The New Diamond Market

After 62 years, the Diamond Market Houses were demolished in 1914 and, once again, Market Square was reinvented with the opening of The New Diamond Market. An H-shaped building that occupied all four quadrants of the square and was built with openings that allowed Diamond Street traffic to pass below and intersect with Market Street. Grocers, bakers and florists attracted shoppers to the vast market. It featured an exhibition hall and a boxing ring on the second floor. And at one time, the market even had a roller-skating rink on the third floor.
However, as more people moved to the suburbs and shopping centers were built, the Diamond Market’s appeal as a shopping district lessened. In 1958, Mayor David L. Lawrence changed the name of Diamond Street to Forbes Avenue, to honor General John Forbes, who took this area from the French.
As the years passed, The New Diamond Market fell into disrepair, and in 1959 a cornice fell from the building, striking a woman and crushing her foot. This prompted an inspection of the building, which revealed to officials that the building needed extensive repairs and that it was inhabited by pigeons and covered with droppings.

Moving Forward

In 1961, The New Diamond Market buildings were razed to create an open plaza, one composed of four grassy quadrants, which were crossed by Forbes Avenue and Market Street. It became a popular hangout for the lunch-time crowd and a place to feed pigeons. In 1972, Market Square was designated as the city’s first historic district. In 1977 Hartzell Memorial Fountain, constructed in 1909 by James E. Hartzell for his late wife Annie, which is inscribed with the words, “For Man, Beast and Bird,” was brought to the square, and it remained there until 1990. It served as a birdbath, public water fountain and often as a sink for the homeless to freshen up.
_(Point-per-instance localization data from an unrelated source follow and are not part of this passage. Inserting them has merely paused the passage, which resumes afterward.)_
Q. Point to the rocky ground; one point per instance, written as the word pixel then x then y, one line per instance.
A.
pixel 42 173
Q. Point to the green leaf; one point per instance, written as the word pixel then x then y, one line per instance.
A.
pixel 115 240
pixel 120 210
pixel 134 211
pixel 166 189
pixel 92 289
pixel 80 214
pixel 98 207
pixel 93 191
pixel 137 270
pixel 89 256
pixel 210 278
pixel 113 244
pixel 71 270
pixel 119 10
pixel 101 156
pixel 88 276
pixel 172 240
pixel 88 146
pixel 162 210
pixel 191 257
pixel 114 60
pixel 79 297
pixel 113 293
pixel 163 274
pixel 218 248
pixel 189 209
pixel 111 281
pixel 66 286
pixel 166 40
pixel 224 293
It now resides on the North Side at North Commons and Federal Street.
When PPG Place was constructed the early 1980s, the old buildings surrounding the square in one of the quadrants were demolished to make way for the new PPG structures. Market Squares’ most recent iteration came in 2009. The intersection in the middle of the square was eliminated and traffic was diverted around the perimeter. The four grass quadrants were paved over, creating a larger European-style gathering place, ringed by restaurants and shops.

Market Square: Present Day

Today, Market Square continues to be Pittsburgh’s gathering place. It houses numerous shops and restaurants, including the Original Oyster House, which has been on the square since 1870, making it the oldest bar and restaurant in the city. During the holidays, the Peoples Gas Holiday Market entices shoppers to the square with its German-styled Christkindlmarkts. In the warmer months, like days gone by, a Farmers’ Market is held. People also gather in Market Square for Light-Up Night, the Irish Fair in the Square for St. Patrick’s Day and for pep rallies for the Penguins and Steelers as well as for free concerts and even Yoga in the Square.
Although this Diamond in the heart of the city has often needed polishing, Market Square has for more than two centuries managed to remain what it was designed to be—Pittsburgh’s gathering place.